The plot, if anyone would dare call it that, has a doctor losing his fiancée in a car accident - well, most of her anyway. He manages to keep her severed head alive, even though, obviously, this limits her professional, family-planning, and dancing options rather harshly.

From this sound premise, things proceed logically.

Doc then searches for a female body that pleases him to transplant his fiancee's head onto. One ethical foul ball that is skimmed over way too quickly - all these bodies are still attached to live people.

As either a tribute to voyeurism or a need to pad things out, the doc spends way more time looking over numerous options than seems really necessary. He also spends more time trying to look cool smoking cigarettes than seems needed, but by then such a point seems kind of small. After passing on several voluptuous types who saunter around slowly while smoky jazz music plays, he picks a small brunette with a huge chip on her shoulder, another in a long series of points that don't seem to make much sense.

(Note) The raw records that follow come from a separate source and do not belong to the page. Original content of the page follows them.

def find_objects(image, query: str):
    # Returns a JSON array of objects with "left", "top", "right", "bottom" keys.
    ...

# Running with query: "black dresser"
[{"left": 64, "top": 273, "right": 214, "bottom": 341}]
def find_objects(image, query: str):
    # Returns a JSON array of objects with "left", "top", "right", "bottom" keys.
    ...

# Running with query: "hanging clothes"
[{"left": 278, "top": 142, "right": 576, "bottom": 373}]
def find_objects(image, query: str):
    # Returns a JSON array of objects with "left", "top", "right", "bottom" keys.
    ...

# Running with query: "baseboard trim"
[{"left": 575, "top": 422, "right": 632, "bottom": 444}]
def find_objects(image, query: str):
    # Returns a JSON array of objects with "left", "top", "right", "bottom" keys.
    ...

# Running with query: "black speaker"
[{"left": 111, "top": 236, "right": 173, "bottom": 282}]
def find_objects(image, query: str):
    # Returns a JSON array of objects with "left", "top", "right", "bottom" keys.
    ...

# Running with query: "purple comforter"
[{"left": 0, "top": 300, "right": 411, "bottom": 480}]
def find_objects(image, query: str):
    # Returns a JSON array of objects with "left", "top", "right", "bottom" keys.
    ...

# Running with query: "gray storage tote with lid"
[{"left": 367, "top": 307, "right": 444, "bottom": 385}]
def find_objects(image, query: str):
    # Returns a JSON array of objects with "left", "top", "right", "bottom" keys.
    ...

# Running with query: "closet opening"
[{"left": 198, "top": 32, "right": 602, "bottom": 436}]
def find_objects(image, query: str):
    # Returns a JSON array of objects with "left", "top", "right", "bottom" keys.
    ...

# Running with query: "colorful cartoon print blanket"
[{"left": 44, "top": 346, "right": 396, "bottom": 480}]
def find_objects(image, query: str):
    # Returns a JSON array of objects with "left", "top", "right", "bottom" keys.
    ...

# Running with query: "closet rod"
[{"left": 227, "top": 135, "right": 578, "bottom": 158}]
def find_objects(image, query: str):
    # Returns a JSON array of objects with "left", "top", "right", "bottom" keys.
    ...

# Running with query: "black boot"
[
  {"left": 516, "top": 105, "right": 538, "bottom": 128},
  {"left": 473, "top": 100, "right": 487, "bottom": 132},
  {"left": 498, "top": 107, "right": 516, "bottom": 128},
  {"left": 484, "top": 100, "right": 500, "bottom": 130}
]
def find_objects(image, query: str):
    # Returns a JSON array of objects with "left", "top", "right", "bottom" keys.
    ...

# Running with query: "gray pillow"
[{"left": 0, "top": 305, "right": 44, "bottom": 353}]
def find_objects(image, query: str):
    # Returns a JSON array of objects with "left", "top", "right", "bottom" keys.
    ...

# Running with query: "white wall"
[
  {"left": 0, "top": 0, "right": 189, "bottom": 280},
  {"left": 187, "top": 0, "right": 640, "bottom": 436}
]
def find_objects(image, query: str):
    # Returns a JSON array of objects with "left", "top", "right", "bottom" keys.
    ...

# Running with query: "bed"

The dialogue seems to have been written by someone very distracted. I would guess the writer owed rent, and the entire time he wrote this his landlord was banging on the door, yelling loudly.

Almost all the acting is just as bad, so there is a special kind of synthesis there.

The fun and games of watching a low-grade turkey come to a screeching halt when a monster in the basement dismembers the doc's helper, who smears his dying blood all over the walls in what seems like a special effort to make the audience feel depressed. It succeeds. When are these mad doctors going to figure things out - you can't keep your severed-head prisoner close to the monster you keep locked up? Egged on by the woman whose wardrobe needs have been reduced to nothing but hats, the monster breaks out and kills the doc, probably mistaking him for the movie's author.